A altura tantas, a fadinha Pof ouviu, na sua bola de cristal, a seguinte conversa, cheia de códigos:
“Little John: (...) o problema é o seguinte, ali é uma APP. APP, tu não pode fazer absolutamente nada. Eu posso até liberar, mas o IBAMA cancela. Vai ser tipo aquele do irmão do intendente, que nós liberamos aqui na...

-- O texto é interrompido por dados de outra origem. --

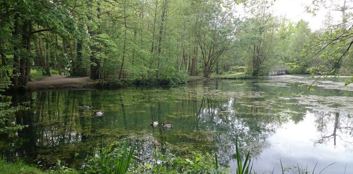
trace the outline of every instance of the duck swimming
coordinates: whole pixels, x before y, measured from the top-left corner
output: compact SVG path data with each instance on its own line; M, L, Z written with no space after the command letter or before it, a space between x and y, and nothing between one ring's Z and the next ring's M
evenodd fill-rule
M92 107L90 106L76 106L76 107L78 109L92 109Z
M163 128L165 129L170 129L173 127L173 125L171 124L165 124L164 123L162 124L162 126Z
M157 121L152 121L151 122L151 126L155 127L158 125L158 122Z
M101 116L102 115L103 115L103 112L101 111L94 111L94 114L96 115L96 116Z

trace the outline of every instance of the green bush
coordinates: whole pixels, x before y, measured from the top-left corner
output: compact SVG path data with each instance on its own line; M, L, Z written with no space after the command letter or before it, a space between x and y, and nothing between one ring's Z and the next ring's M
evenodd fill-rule
M128 140L125 141L123 148L115 141L108 147L97 148L93 156L91 156L83 164L84 173L125 173L133 159L136 148L133 147L128 152Z
M228 169L218 166L217 155L192 152L190 158L175 156L169 152L163 154L156 149L153 163L140 166L134 171L139 173L227 173Z
M234 72L244 72L246 71L246 66L231 66L229 68L229 71Z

Lompa: Tá, mas libera na tua parte e deixa ele, deixa ele se entender com o IBAMA, pô. Me ajuda aí, querido.”
Passada a novela da casinha, o mesmo Dr. Presto Cuore embarca em outra missão, não menos complicada, que vai exigir igual dedicação de todos os envolvidos: construir um sanatório em área de mangue. Parece que ele tem uma certa ojeriza por empreendimento fáceis, em locais permitidos.

VAI CINQUINHO AÍ?
O Monnaie, cuja história contei ontem, era amigo, mas amigo de verdade, praticamente irmão, de gente muito generosa. Empresários-mágicos, que sabiam como abrir portas, gavetas e modificar planos diretores, usando apenas a força de suas palavras cabalísticas e o poder das moedas verdes.

Os duendes públicos/políticos sabiam que, se precisassem, para a festinha no seu condomínio, sortear de brinde estadias no hotel Grandão e no hotel Azulzinho, poderiam contar com os empresários que, além de donos dos hotéis, tinham outros empreendimentos imobiliários, todos dependentes de éditos, proclamas e permissões.

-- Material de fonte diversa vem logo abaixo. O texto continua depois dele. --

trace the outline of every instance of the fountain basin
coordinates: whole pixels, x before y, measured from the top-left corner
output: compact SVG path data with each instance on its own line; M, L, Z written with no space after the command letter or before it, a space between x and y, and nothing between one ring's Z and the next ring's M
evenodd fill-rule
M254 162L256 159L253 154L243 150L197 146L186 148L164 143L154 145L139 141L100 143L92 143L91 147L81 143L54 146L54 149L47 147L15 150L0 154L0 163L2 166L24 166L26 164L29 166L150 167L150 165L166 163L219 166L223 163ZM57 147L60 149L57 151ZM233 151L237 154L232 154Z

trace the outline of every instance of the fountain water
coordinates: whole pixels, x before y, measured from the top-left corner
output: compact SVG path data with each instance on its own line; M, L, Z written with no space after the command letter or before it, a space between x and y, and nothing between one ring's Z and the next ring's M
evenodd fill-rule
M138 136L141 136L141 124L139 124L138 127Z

Monnaie mesmo, vivia se queixando que estava “duro” (expressão celta que significa “me dá um dinheiro aí”). E não raro, seus interlocutores/empresários, sugeriam aliviar suas dores, com palavras mágicas de efeito balsâmico: “passa aqui que eu resolvo teu caso”.

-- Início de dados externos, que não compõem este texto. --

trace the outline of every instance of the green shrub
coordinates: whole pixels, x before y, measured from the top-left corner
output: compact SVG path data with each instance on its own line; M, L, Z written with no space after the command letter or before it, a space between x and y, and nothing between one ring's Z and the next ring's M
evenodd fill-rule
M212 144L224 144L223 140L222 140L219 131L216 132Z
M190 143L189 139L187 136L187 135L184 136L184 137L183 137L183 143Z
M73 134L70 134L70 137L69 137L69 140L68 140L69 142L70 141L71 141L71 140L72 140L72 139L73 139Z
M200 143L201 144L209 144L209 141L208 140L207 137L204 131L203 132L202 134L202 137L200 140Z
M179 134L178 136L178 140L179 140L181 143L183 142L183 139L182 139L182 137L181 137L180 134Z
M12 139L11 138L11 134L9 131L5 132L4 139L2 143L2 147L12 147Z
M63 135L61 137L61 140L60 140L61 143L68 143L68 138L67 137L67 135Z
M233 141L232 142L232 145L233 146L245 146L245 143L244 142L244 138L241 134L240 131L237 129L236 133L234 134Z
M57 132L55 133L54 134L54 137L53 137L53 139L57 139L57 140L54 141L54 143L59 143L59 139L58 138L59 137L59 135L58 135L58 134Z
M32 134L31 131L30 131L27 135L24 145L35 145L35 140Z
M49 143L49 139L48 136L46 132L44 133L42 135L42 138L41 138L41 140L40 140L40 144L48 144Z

E ninguém tem qualquer preconceito quanto a valores. Tanto pode ser um carro, um apartamento, um terreno, milhares de reais, ou coisa pouca, como se lê em outro trecho do pergaminho da fadinha Pof:
“Mr. Padamama recorda agora que, em uma oportunidade em que Monnaie esteve na República Oriental, acabou por mandar depositar uma quantia próxima a R$ 5.000,00 em favor dele e a título de empréstimo, não sabendo dizer se Monnaie restituiu tais valores, uma vez que tal dívida ficou a cargo de seu funcionário, responsável pela parte financeira, Bellini;”
CICERONE DE LUXO
É fundamental, para o bom andamento do metabolismo de todos os seres da família Corruptae corruptalis, que as duas faces da mesma moeda estejam em contato. Por isto, é interessante ler o que consta do pergaminho sobre essa arte milenar de ciceronear:
“Pode-se constatar que Monnaie serviu ao intendente como uma espécie de ‘cicerone’, ao ter aceitado convite para ser líder do governo junto à comuna da Ilha. Monnaie, ao que se pôde depreender, apresentou o intendente ao empresariado da Ilha da Fantasia, tendo em vista sua antigüidade na comuna.”
Estes serviços, como parece lógico, não são gratuitos. A arte de ciceronear um intendente no interior das mágicas florestas empresariais é valorizada tanto de um lado, quanto de outro. Como a fadinha Pof registra:
“Monnaie, em arquivo bruxólico apreendido no escritório da Moranorte em Pequena Boca D’Água Global, é listado como recebedor de benefícios financeiros. Consta na planilha denominada “PAGAMENTOS EFETUADOS NO PERÍODO 01/08/2004 –18/07/2005 – MEI” o pagamento de R$ 40.000,00 para Monnaie.”
Dona de um hotel no aprazível vilarejo de Relvado, nos Alpes Andinos, a empresa-mágica, dona do Pequena Boca D’Água Global, abre suas portas generosamente para Monnaie e seus convidados, sempre que ele precisa. Naturalmente, não pede nada em troca. Apenas mantém o relacionamento, entre os dois lados da mesma moeda, devidamente azeitados.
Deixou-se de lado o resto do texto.